November is over, and so is NaNoWriMo– the big project focused on writing a novel in a month. However, by the end of October (shortly after my last blog), I found out I was pregnant. Yay! My husband and I had been trying to have a baby for, oh, a month or so, and now it’s going to happen! But then… morning sickness hit me like a tornado and I was hurling my guts out for a full month. Needless to say, I didn’t get ANY writing done! Just the thought of writing made me race to the toilet and heave.
But I started feeling better three weeks ago, and with my slightly increased energy came the desire to write. But one question plagued me. What should I write? I finished my dystopian trilogy. I somehow lost the passion for the story I was going to write in November. (That happens when you associate a story with puking.)
So the past three weeks have been spent brainstorming. I’ve started three different stories, unable to find the one that will bring me life again. None of them did. I grew tired and moved on to another story idea. Then I got a bit depressed, because, well, the last two years have been spent writing every day, and now I can’t seem to get more than a paragraph down.

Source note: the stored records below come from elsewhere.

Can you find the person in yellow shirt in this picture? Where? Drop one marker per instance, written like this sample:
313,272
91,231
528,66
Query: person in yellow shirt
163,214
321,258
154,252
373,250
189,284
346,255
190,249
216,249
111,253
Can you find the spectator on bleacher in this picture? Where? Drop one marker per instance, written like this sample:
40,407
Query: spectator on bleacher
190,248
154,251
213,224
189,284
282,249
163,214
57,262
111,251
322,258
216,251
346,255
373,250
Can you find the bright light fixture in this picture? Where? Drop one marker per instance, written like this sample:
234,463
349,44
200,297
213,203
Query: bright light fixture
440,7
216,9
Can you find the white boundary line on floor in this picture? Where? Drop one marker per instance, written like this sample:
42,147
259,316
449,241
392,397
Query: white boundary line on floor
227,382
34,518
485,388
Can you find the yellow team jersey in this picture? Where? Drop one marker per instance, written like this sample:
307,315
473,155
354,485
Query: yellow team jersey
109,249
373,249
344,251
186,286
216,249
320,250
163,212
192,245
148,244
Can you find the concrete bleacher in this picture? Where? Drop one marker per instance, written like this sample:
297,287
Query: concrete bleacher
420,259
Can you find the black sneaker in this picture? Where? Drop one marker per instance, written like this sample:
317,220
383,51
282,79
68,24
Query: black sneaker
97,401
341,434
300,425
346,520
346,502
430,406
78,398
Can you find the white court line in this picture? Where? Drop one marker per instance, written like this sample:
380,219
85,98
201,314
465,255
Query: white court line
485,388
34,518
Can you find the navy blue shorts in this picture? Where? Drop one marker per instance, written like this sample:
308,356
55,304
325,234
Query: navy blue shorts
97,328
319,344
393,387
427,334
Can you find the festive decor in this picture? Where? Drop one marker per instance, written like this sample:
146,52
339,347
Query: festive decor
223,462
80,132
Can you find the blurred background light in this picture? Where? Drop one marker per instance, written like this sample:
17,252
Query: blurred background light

One of the ideas was a Civil War story, and I realized just how hard it is to write historical fiction. It’s nearly impossible! Every little detail has to be looked up– the clothes they wore back then, the food they ate, not to mention that since this was taking place during the Civil War, all the battle details had to be accurate. My respect for historical fiction writers has skyrocketed, while my desire to write historical fiction has declined significantly. The other two stories were complete flops.
So I prayed about it. Maybe God didn’t want me to write anymore. Maybe he wanted me to focus on being a future mom. Maybe He did want me to write, but hasn’t shown me what yet. Maybe He wanted me to keep starting stories until I found one that gave me passion again. I asked Him to show me what to write, because without writing my daily life is pretty bleak.
He told me to listen. So I listened. And I heard music. (Yes, the radio was on… but so was the perfect song.) Life seemed to pour through my veins once again… through music. The song made new ideas spin in my mind until a story had formed.
And I knew exactly what to write.
So far this story has lasted longer than the others. It’s another fantasy novel, but I’m finding that fantasy/futuristic stories are my favorite to write. Hopefully it won’t be a complete flop like the others. And if it is, well, too bad. I’m going to finish it anyway.